Development of novel bioadhesive buccal formulation of diltiazem: in vitro and in vivo characterization
- PMID: 20158046
Development of novel bioadhesive buccal formulation of diltiazem: in vitro and in vivo characterization
Abstract
The aim of the investigation was to develop and evaluate buccoadhesive tablets of diltiazem hydrochloride (DZH) using hydroxypropyl methyl cellulose (HPMC) K4M and Carbopol 934 as mucoadhesive polymers. Formulations A1, A2, A3, A4, and B1, B2, and B3, were composed of HPMC K4M and Carbopol 934 at ratios of 1:2, 1:3, 1:4, 1:5, and 1:1, 1:2, 1:3, respectively. The developed formulations were evaluated for physicochemical, in vitro drug release, in vitro adhesion and in vivo studies in healthy human volunteers.

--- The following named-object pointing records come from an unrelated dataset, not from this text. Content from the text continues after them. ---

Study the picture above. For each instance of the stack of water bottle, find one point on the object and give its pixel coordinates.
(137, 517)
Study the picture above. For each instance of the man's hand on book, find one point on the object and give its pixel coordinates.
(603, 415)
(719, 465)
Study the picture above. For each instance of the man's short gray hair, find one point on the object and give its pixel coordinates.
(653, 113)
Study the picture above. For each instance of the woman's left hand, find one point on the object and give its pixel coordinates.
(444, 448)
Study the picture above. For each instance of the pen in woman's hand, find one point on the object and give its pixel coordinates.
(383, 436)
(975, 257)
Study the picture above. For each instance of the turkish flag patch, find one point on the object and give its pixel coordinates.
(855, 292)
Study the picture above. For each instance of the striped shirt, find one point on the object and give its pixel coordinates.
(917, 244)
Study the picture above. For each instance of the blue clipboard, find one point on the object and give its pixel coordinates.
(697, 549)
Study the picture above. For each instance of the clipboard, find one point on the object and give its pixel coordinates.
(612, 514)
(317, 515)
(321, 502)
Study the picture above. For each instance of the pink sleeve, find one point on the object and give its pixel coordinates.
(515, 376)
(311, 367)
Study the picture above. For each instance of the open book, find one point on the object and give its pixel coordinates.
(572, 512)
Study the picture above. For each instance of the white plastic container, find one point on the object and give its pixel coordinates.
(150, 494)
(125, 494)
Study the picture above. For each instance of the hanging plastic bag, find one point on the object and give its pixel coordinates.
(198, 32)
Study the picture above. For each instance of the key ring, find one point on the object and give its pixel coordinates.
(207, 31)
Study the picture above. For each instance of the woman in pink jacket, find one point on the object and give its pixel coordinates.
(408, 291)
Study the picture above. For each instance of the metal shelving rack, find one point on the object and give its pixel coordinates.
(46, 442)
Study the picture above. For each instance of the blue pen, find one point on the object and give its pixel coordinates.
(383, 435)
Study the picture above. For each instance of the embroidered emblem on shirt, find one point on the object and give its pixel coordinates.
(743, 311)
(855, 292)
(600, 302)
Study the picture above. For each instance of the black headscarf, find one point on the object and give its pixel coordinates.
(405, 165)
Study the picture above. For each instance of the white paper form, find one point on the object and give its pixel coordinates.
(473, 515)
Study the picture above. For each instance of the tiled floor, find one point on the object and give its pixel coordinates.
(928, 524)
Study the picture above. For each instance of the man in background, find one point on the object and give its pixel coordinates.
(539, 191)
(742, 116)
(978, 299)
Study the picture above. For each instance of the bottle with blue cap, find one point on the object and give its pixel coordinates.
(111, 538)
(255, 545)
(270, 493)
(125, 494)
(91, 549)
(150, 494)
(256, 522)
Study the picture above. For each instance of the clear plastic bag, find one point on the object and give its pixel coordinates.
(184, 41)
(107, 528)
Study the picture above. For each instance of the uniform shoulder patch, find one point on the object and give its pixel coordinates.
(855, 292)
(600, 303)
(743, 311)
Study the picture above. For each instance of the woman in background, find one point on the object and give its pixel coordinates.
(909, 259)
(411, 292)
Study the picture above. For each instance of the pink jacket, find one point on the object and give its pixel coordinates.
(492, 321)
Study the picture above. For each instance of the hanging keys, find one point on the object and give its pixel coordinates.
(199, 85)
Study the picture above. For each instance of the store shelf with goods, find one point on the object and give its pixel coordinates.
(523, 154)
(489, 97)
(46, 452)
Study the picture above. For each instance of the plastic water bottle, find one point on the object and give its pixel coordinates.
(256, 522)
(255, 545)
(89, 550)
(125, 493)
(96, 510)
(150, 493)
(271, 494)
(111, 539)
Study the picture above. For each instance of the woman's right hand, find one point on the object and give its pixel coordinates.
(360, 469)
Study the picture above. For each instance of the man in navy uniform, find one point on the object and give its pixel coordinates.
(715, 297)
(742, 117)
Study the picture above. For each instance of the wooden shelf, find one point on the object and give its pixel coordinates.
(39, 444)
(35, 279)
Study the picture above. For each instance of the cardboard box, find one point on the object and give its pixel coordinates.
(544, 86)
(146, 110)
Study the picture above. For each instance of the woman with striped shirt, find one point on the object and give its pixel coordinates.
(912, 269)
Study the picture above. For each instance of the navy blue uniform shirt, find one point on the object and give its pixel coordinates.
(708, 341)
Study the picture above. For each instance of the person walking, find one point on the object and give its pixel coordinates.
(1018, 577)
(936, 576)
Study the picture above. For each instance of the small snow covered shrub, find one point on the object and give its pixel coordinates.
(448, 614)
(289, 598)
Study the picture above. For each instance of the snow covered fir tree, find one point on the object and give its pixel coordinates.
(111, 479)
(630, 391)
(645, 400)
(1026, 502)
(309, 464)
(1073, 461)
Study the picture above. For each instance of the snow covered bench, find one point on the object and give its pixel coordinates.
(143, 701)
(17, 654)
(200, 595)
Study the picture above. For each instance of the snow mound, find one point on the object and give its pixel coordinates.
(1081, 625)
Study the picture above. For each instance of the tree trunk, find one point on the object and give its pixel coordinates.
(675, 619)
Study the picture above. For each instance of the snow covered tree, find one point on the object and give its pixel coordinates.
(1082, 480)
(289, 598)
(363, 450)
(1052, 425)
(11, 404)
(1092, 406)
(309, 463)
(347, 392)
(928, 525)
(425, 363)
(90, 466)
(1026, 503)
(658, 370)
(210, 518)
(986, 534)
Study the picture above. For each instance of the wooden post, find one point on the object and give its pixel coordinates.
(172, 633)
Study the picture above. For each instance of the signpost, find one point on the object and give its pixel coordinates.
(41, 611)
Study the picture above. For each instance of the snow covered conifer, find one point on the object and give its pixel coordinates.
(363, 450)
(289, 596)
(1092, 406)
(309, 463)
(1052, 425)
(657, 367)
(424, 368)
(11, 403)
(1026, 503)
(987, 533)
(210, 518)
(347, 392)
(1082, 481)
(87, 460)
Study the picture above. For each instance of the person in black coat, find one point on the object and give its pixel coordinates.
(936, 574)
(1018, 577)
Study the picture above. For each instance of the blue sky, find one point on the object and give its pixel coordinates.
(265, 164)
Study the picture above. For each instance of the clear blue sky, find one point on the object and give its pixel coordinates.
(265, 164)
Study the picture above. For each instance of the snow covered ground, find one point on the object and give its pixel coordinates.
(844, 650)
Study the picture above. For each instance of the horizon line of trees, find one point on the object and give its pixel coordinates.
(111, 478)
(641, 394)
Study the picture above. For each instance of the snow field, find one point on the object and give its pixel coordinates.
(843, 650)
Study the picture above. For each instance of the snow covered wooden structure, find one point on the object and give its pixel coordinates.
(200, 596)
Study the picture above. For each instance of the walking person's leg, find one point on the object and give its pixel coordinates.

The buccal absorption study in healthy volunteers revealed that about 36.86% of the drug was absorbed. Formulation A3 showed maximum release in 8 h. As the concentration of polymer in the formulation increased, the drug release decreased. The bioavailability of diltiazem from buccoadhesive tablets was 1.57-fold higher than oral tablets. The basic pharmacokinetic parameters, C(Max), T(Max), and the area under the curve, were calculated and showed statistically significant difference (P < 0.05) when the drug was given by the buccal route compared to that of oral tablet. The results indicate that suitable bioadhesive buccal tablets with improved bioavailability could be prepared.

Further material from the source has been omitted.